Honing her writing at the Sarah Lawrence MFA program, Sofer’s novel is deliberately crafted and realistic in its research, but the characters, and their predicaments, are drawn with great sympathy.
Set in Tehran on the heels of the Iranian Revolution, “The Septembers of Shiraz” Sofer’s debut novel, tells the story of Isaac Amin — a rare-gem dealer, determined to remain in Iran, even after the Islamists take over the government. But his comfortable life begins to unravel, after Isaac is arrested by the Revolutionary Guards and wrongly charged with espionage.
Elisa Albert
Raised in a self-described “infuriating Jewish community,” the work of New York-based writer Albert is influenced by, and also strives to reclaim her religion. Her debut short story collection was appropriately titled, “How This Night Is Different” (Free Press, 2006).

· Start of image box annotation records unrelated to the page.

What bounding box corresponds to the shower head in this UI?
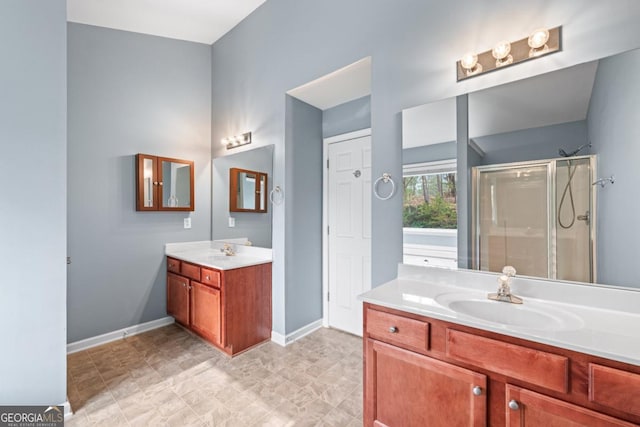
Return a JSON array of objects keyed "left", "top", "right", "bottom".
[{"left": 558, "top": 143, "right": 591, "bottom": 157}]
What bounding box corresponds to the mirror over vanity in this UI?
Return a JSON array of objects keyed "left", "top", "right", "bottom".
[
  {"left": 211, "top": 145, "right": 273, "bottom": 248},
  {"left": 403, "top": 46, "right": 640, "bottom": 287},
  {"left": 136, "top": 154, "right": 195, "bottom": 211},
  {"left": 229, "top": 168, "right": 268, "bottom": 213}
]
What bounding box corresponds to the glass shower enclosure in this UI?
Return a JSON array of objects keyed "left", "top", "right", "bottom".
[{"left": 472, "top": 156, "right": 596, "bottom": 282}]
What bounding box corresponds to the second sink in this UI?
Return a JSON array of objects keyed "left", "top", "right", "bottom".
[{"left": 435, "top": 293, "right": 583, "bottom": 331}]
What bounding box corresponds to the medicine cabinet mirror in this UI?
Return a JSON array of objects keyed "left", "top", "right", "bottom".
[
  {"left": 136, "top": 154, "right": 194, "bottom": 211},
  {"left": 229, "top": 168, "right": 267, "bottom": 213}
]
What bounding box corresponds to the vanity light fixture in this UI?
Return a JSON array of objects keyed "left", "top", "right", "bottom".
[
  {"left": 220, "top": 132, "right": 251, "bottom": 150},
  {"left": 456, "top": 27, "right": 562, "bottom": 81}
]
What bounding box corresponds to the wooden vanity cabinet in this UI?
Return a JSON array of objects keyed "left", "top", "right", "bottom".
[
  {"left": 363, "top": 303, "right": 640, "bottom": 427},
  {"left": 167, "top": 257, "right": 271, "bottom": 356},
  {"left": 189, "top": 281, "right": 221, "bottom": 345},
  {"left": 365, "top": 339, "right": 487, "bottom": 427},
  {"left": 167, "top": 273, "right": 190, "bottom": 326}
]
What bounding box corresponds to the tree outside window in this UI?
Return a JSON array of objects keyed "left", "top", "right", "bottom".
[{"left": 402, "top": 172, "right": 458, "bottom": 229}]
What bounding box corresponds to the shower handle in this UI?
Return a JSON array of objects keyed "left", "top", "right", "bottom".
[{"left": 578, "top": 211, "right": 591, "bottom": 225}]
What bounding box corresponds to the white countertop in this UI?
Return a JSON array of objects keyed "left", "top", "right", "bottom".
[
  {"left": 164, "top": 239, "right": 272, "bottom": 270},
  {"left": 360, "top": 264, "right": 640, "bottom": 366}
]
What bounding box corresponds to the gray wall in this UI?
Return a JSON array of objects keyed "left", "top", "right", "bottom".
[
  {"left": 471, "top": 122, "right": 589, "bottom": 165},
  {"left": 587, "top": 50, "right": 640, "bottom": 287},
  {"left": 0, "top": 0, "right": 67, "bottom": 405},
  {"left": 402, "top": 141, "right": 457, "bottom": 165},
  {"left": 212, "top": 0, "right": 640, "bottom": 333},
  {"left": 211, "top": 145, "right": 273, "bottom": 248},
  {"left": 285, "top": 96, "right": 322, "bottom": 333},
  {"left": 67, "top": 24, "right": 211, "bottom": 342},
  {"left": 322, "top": 96, "right": 371, "bottom": 138}
]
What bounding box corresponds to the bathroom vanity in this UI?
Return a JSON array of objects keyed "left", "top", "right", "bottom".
[
  {"left": 362, "top": 265, "right": 640, "bottom": 427},
  {"left": 165, "top": 242, "right": 271, "bottom": 356}
]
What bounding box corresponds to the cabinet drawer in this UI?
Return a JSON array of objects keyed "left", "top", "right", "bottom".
[
  {"left": 447, "top": 329, "right": 569, "bottom": 393},
  {"left": 589, "top": 363, "right": 640, "bottom": 415},
  {"left": 180, "top": 262, "right": 200, "bottom": 281},
  {"left": 200, "top": 268, "right": 220, "bottom": 288},
  {"left": 366, "top": 309, "right": 429, "bottom": 350},
  {"left": 167, "top": 257, "right": 180, "bottom": 273}
]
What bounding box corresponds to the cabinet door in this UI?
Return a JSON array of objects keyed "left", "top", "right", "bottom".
[
  {"left": 136, "top": 154, "right": 160, "bottom": 211},
  {"left": 506, "top": 385, "right": 636, "bottom": 427},
  {"left": 191, "top": 282, "right": 220, "bottom": 344},
  {"left": 364, "top": 339, "right": 487, "bottom": 427},
  {"left": 167, "top": 273, "right": 189, "bottom": 326}
]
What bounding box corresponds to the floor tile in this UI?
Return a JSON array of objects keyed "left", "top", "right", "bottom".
[{"left": 66, "top": 325, "right": 362, "bottom": 427}]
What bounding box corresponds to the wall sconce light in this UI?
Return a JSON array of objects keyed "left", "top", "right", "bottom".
[
  {"left": 456, "top": 27, "right": 562, "bottom": 81},
  {"left": 220, "top": 132, "right": 251, "bottom": 150}
]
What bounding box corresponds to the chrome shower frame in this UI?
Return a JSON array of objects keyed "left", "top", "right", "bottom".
[{"left": 471, "top": 154, "right": 598, "bottom": 283}]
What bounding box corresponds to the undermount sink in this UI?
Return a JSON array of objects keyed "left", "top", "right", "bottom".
[{"left": 435, "top": 293, "right": 582, "bottom": 331}]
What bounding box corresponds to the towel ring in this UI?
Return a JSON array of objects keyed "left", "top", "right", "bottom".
[
  {"left": 269, "top": 185, "right": 284, "bottom": 205},
  {"left": 373, "top": 172, "right": 396, "bottom": 200}
]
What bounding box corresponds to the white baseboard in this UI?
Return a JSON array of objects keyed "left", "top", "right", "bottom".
[
  {"left": 67, "top": 316, "right": 175, "bottom": 354},
  {"left": 60, "top": 397, "right": 73, "bottom": 421},
  {"left": 271, "top": 319, "right": 322, "bottom": 347}
]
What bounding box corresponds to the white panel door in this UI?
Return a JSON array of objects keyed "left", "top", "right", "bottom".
[{"left": 328, "top": 136, "right": 372, "bottom": 335}]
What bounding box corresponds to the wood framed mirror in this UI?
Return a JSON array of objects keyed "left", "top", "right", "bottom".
[
  {"left": 136, "top": 154, "right": 195, "bottom": 211},
  {"left": 229, "top": 168, "right": 268, "bottom": 213}
]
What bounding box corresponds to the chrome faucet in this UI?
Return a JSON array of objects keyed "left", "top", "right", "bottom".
[
  {"left": 487, "top": 265, "right": 522, "bottom": 304},
  {"left": 220, "top": 243, "right": 236, "bottom": 256}
]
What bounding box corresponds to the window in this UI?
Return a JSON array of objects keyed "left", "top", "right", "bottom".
[{"left": 402, "top": 160, "right": 458, "bottom": 229}]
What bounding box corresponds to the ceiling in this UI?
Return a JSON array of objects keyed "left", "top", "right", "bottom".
[
  {"left": 67, "top": 0, "right": 265, "bottom": 44},
  {"left": 287, "top": 57, "right": 371, "bottom": 111}
]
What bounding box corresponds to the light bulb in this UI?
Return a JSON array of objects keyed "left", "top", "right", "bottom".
[
  {"left": 460, "top": 52, "right": 478, "bottom": 70},
  {"left": 491, "top": 40, "right": 511, "bottom": 59},
  {"left": 527, "top": 28, "right": 549, "bottom": 49},
  {"left": 491, "top": 40, "right": 513, "bottom": 67},
  {"left": 460, "top": 52, "right": 482, "bottom": 76}
]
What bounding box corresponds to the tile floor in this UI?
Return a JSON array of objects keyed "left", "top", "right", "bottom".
[{"left": 65, "top": 325, "right": 362, "bottom": 427}]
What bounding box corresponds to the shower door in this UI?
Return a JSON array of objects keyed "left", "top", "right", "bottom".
[
  {"left": 472, "top": 156, "right": 595, "bottom": 282},
  {"left": 474, "top": 163, "right": 552, "bottom": 277}
]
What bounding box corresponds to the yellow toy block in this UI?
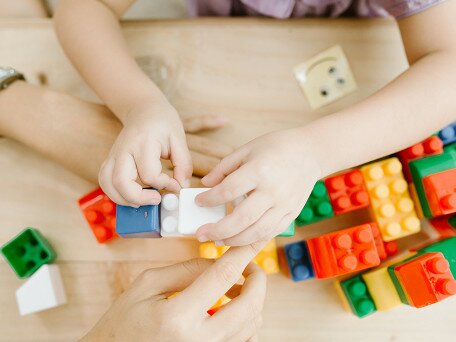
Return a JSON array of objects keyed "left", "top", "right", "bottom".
[
  {"left": 253, "top": 239, "right": 279, "bottom": 274},
  {"left": 361, "top": 158, "right": 421, "bottom": 241},
  {"left": 199, "top": 241, "right": 229, "bottom": 259},
  {"left": 361, "top": 266, "right": 402, "bottom": 311}
]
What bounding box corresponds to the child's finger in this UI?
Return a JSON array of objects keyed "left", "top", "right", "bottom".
[
  {"left": 112, "top": 153, "right": 161, "bottom": 206},
  {"left": 209, "top": 263, "right": 266, "bottom": 338},
  {"left": 175, "top": 243, "right": 266, "bottom": 313},
  {"left": 201, "top": 149, "right": 247, "bottom": 188},
  {"left": 98, "top": 158, "right": 130, "bottom": 205},
  {"left": 182, "top": 115, "right": 228, "bottom": 133},
  {"left": 195, "top": 165, "right": 257, "bottom": 207},
  {"left": 186, "top": 134, "right": 233, "bottom": 159},
  {"left": 223, "top": 208, "right": 284, "bottom": 246},
  {"left": 170, "top": 136, "right": 193, "bottom": 188},
  {"left": 196, "top": 191, "right": 272, "bottom": 242}
]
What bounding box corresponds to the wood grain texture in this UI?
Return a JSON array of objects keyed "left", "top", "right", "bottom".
[{"left": 0, "top": 19, "right": 456, "bottom": 341}]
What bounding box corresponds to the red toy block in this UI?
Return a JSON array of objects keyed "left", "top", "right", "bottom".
[
  {"left": 79, "top": 188, "right": 117, "bottom": 243},
  {"left": 430, "top": 215, "right": 456, "bottom": 238},
  {"left": 369, "top": 222, "right": 388, "bottom": 260},
  {"left": 423, "top": 169, "right": 456, "bottom": 216},
  {"left": 307, "top": 223, "right": 380, "bottom": 279},
  {"left": 325, "top": 170, "right": 370, "bottom": 215},
  {"left": 397, "top": 136, "right": 443, "bottom": 183},
  {"left": 394, "top": 253, "right": 456, "bottom": 308}
]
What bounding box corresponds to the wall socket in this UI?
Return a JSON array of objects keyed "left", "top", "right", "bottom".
[{"left": 294, "top": 45, "right": 357, "bottom": 109}]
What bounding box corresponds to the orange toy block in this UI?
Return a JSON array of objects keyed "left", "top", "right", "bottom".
[
  {"left": 397, "top": 136, "right": 443, "bottom": 182},
  {"left": 307, "top": 223, "right": 380, "bottom": 279},
  {"left": 325, "top": 170, "right": 370, "bottom": 215},
  {"left": 394, "top": 253, "right": 456, "bottom": 308},
  {"left": 423, "top": 169, "right": 456, "bottom": 216},
  {"left": 361, "top": 158, "right": 421, "bottom": 241}
]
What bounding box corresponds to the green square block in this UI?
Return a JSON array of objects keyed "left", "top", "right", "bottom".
[
  {"left": 277, "top": 221, "right": 295, "bottom": 236},
  {"left": 2, "top": 228, "right": 56, "bottom": 278},
  {"left": 409, "top": 144, "right": 456, "bottom": 217},
  {"left": 296, "top": 180, "right": 334, "bottom": 226},
  {"left": 340, "top": 275, "right": 377, "bottom": 317},
  {"left": 419, "top": 238, "right": 456, "bottom": 278}
]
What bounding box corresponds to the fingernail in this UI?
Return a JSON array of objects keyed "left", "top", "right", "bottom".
[{"left": 197, "top": 235, "right": 209, "bottom": 242}]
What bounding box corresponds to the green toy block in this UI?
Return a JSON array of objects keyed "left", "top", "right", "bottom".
[
  {"left": 409, "top": 148, "right": 456, "bottom": 217},
  {"left": 296, "top": 180, "right": 334, "bottom": 226},
  {"left": 2, "top": 228, "right": 56, "bottom": 278},
  {"left": 419, "top": 238, "right": 456, "bottom": 278},
  {"left": 340, "top": 275, "right": 377, "bottom": 317},
  {"left": 277, "top": 221, "right": 295, "bottom": 236}
]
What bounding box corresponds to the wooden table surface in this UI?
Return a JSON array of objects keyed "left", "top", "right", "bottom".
[{"left": 0, "top": 19, "right": 456, "bottom": 341}]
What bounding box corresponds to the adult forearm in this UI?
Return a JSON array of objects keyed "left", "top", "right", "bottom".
[
  {"left": 302, "top": 52, "right": 456, "bottom": 175},
  {"left": 54, "top": 0, "right": 163, "bottom": 122}
]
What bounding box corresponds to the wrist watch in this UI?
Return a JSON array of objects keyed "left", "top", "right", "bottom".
[{"left": 0, "top": 66, "right": 25, "bottom": 90}]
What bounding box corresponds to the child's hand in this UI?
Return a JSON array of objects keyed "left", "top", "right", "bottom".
[
  {"left": 82, "top": 245, "right": 266, "bottom": 341},
  {"left": 196, "top": 129, "right": 321, "bottom": 246},
  {"left": 99, "top": 100, "right": 192, "bottom": 206}
]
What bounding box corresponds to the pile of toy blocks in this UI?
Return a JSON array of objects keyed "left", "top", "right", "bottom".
[
  {"left": 2, "top": 228, "right": 66, "bottom": 315},
  {"left": 283, "top": 122, "right": 456, "bottom": 317}
]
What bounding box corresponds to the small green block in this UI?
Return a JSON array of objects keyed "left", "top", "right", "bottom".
[
  {"left": 2, "top": 228, "right": 56, "bottom": 278},
  {"left": 419, "top": 238, "right": 456, "bottom": 278},
  {"left": 278, "top": 221, "right": 295, "bottom": 236},
  {"left": 296, "top": 180, "right": 334, "bottom": 226},
  {"left": 340, "top": 275, "right": 377, "bottom": 317},
  {"left": 410, "top": 148, "right": 456, "bottom": 217}
]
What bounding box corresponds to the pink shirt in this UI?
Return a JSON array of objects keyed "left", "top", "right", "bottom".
[{"left": 187, "top": 0, "right": 445, "bottom": 19}]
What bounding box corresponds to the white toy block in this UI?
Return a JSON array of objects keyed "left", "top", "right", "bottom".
[
  {"left": 160, "top": 194, "right": 181, "bottom": 236},
  {"left": 16, "top": 265, "right": 67, "bottom": 316},
  {"left": 178, "top": 188, "right": 226, "bottom": 235}
]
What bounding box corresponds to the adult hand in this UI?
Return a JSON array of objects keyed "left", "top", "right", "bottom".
[{"left": 83, "top": 244, "right": 266, "bottom": 342}]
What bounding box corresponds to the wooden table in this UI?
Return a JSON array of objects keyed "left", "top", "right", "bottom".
[{"left": 0, "top": 19, "right": 456, "bottom": 341}]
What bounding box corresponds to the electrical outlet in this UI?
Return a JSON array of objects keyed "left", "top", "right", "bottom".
[{"left": 294, "top": 45, "right": 357, "bottom": 109}]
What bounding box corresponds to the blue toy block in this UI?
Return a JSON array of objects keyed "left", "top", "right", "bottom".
[
  {"left": 438, "top": 121, "right": 456, "bottom": 145},
  {"left": 284, "top": 241, "right": 314, "bottom": 282},
  {"left": 116, "top": 204, "right": 161, "bottom": 238}
]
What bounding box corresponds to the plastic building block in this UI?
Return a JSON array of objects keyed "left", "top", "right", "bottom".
[
  {"left": 253, "top": 239, "right": 279, "bottom": 274},
  {"left": 438, "top": 121, "right": 456, "bottom": 145},
  {"left": 277, "top": 221, "right": 295, "bottom": 236},
  {"left": 410, "top": 148, "right": 456, "bottom": 217},
  {"left": 423, "top": 168, "right": 456, "bottom": 216},
  {"left": 78, "top": 188, "right": 117, "bottom": 243},
  {"left": 307, "top": 223, "right": 380, "bottom": 279},
  {"left": 199, "top": 241, "right": 229, "bottom": 259},
  {"left": 178, "top": 188, "right": 226, "bottom": 235},
  {"left": 430, "top": 215, "right": 456, "bottom": 238},
  {"left": 361, "top": 158, "right": 421, "bottom": 241},
  {"left": 397, "top": 136, "right": 443, "bottom": 182},
  {"left": 369, "top": 222, "right": 388, "bottom": 260},
  {"left": 361, "top": 266, "right": 402, "bottom": 311},
  {"left": 2, "top": 228, "right": 56, "bottom": 278},
  {"left": 284, "top": 241, "right": 314, "bottom": 282},
  {"left": 388, "top": 253, "right": 456, "bottom": 308},
  {"left": 296, "top": 180, "right": 334, "bottom": 226},
  {"left": 16, "top": 265, "right": 67, "bottom": 316},
  {"left": 419, "top": 237, "right": 456, "bottom": 278},
  {"left": 116, "top": 204, "right": 161, "bottom": 238},
  {"left": 340, "top": 275, "right": 377, "bottom": 317},
  {"left": 325, "top": 170, "right": 370, "bottom": 215}
]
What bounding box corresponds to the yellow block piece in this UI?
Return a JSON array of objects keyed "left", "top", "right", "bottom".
[
  {"left": 361, "top": 266, "right": 402, "bottom": 311},
  {"left": 199, "top": 241, "right": 229, "bottom": 259},
  {"left": 253, "top": 239, "right": 279, "bottom": 274},
  {"left": 361, "top": 158, "right": 421, "bottom": 241},
  {"left": 333, "top": 280, "right": 352, "bottom": 312}
]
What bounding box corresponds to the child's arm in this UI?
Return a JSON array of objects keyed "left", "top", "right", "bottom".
[
  {"left": 55, "top": 0, "right": 192, "bottom": 206},
  {"left": 197, "top": 1, "right": 456, "bottom": 245}
]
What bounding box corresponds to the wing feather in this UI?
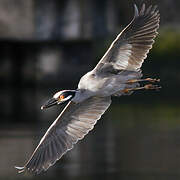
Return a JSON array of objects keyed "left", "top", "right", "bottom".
[
  {"left": 17, "top": 97, "right": 111, "bottom": 173},
  {"left": 94, "top": 4, "right": 160, "bottom": 75}
]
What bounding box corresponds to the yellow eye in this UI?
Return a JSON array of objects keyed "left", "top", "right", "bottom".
[{"left": 59, "top": 95, "right": 64, "bottom": 100}]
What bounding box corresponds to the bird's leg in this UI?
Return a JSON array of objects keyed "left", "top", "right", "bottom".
[
  {"left": 122, "top": 84, "right": 161, "bottom": 93},
  {"left": 126, "top": 78, "right": 160, "bottom": 84}
]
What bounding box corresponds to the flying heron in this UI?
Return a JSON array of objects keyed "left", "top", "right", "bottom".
[{"left": 16, "top": 4, "right": 160, "bottom": 173}]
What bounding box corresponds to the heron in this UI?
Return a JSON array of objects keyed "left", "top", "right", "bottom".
[{"left": 16, "top": 4, "right": 160, "bottom": 174}]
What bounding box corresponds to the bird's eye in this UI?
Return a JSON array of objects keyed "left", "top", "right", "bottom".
[{"left": 59, "top": 95, "right": 64, "bottom": 100}]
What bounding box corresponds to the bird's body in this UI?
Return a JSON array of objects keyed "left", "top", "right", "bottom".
[{"left": 16, "top": 4, "right": 160, "bottom": 173}]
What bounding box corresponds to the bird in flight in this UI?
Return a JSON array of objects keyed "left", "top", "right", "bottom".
[{"left": 16, "top": 4, "right": 160, "bottom": 174}]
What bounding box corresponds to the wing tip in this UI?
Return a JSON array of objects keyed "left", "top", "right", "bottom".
[
  {"left": 14, "top": 166, "right": 25, "bottom": 174},
  {"left": 134, "top": 4, "right": 139, "bottom": 18}
]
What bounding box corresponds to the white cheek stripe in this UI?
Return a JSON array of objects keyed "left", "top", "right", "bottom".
[{"left": 58, "top": 95, "right": 72, "bottom": 104}]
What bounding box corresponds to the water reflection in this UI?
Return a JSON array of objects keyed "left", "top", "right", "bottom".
[{"left": 0, "top": 100, "right": 180, "bottom": 180}]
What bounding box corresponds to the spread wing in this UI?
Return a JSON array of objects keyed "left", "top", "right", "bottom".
[
  {"left": 16, "top": 97, "right": 111, "bottom": 173},
  {"left": 94, "top": 4, "right": 160, "bottom": 73}
]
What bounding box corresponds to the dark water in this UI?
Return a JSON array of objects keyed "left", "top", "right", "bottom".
[{"left": 0, "top": 102, "right": 180, "bottom": 180}]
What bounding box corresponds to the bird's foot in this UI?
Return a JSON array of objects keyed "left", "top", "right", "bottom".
[{"left": 127, "top": 78, "right": 160, "bottom": 84}]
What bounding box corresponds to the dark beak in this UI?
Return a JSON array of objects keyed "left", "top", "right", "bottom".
[{"left": 41, "top": 98, "right": 58, "bottom": 109}]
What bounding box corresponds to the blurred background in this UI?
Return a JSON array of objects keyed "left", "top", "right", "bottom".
[{"left": 0, "top": 0, "right": 180, "bottom": 180}]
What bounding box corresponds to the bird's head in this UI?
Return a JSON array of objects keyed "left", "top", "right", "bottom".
[{"left": 41, "top": 90, "right": 76, "bottom": 109}]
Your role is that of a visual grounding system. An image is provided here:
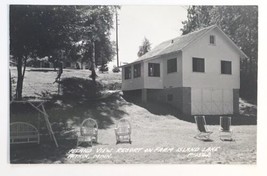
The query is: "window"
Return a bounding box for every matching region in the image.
[167,94,173,101]
[134,64,141,78]
[148,63,160,77]
[221,61,232,75]
[124,66,132,79]
[167,58,177,73]
[193,57,205,72]
[210,35,215,45]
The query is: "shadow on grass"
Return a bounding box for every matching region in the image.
[124,96,257,125]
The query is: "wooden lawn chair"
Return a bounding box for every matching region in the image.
[77,118,98,146]
[220,116,233,141]
[194,116,213,140]
[115,119,132,144]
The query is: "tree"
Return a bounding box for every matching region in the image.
[137,37,151,57]
[181,6,258,102]
[10,5,78,100]
[10,5,117,99]
[77,6,119,81]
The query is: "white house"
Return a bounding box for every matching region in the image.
[122,25,247,115]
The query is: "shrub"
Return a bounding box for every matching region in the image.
[112,67,120,73]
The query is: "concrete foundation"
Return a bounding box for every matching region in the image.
[147,87,191,115]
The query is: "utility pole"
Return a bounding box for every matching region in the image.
[116,9,120,67]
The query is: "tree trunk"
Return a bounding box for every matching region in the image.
[16,57,23,100]
[91,42,97,83]
[9,69,12,101]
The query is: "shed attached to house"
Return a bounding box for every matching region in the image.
[122,25,247,115]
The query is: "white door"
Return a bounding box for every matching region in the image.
[191,88,233,115]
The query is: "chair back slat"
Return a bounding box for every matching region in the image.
[80,118,98,136]
[220,116,231,131]
[195,116,207,132]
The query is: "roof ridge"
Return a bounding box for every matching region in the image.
[132,24,217,63]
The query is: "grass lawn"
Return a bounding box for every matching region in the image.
[10,70,257,164]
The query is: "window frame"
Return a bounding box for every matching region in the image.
[148,63,160,77]
[133,63,141,78]
[209,35,216,45]
[167,93,173,102]
[192,57,205,73]
[124,66,132,80]
[167,58,178,74]
[221,60,232,75]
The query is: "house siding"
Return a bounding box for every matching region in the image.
[182,29,240,89]
[163,52,183,88]
[122,28,243,115]
[233,89,239,114]
[122,62,144,91]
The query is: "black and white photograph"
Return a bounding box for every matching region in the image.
[9,4,258,165]
[3,0,267,176]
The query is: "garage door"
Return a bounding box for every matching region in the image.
[191,88,233,115]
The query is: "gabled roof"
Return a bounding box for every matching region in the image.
[124,25,247,64]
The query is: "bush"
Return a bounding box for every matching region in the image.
[112,67,120,73]
[61,77,103,100]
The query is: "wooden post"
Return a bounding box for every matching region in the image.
[142,89,147,103]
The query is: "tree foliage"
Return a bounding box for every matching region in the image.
[10,5,117,99]
[181,6,258,101]
[137,37,151,57]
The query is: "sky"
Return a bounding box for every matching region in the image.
[109,5,187,67]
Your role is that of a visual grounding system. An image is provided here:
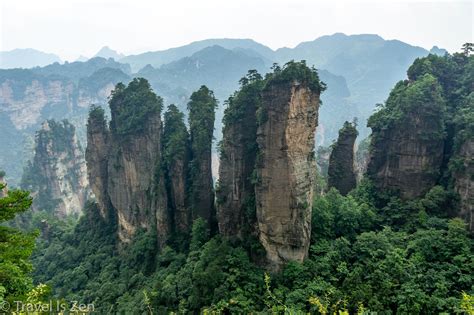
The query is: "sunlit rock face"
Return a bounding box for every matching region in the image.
[255,80,319,271]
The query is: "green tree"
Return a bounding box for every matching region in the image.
[188,85,217,232]
[0,183,36,302]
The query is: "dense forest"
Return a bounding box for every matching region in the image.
[0,44,474,314]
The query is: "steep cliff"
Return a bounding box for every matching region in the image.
[454,139,474,231]
[255,62,324,270]
[188,86,217,232]
[0,170,8,198]
[163,105,191,233]
[216,71,264,238]
[86,106,111,219]
[328,121,358,195]
[87,79,170,244]
[367,74,446,199]
[0,58,129,186]
[21,120,89,217]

Her writing lures the reader with dark humor, and adeptly builds to tragedy without letting go, or flinching.
At 29, Dahlia — the clever and creative, but “perennially unemployed,” heroine of “The Book of Dahlia” (Free Press, 2008) — is fighting an uphill battle with depression. And that’s before she receives a devastating diagnosis. The book follows Dahlia as she faces down a malignant, inoperable brain tumor all the while leaning on a wacky self-help book.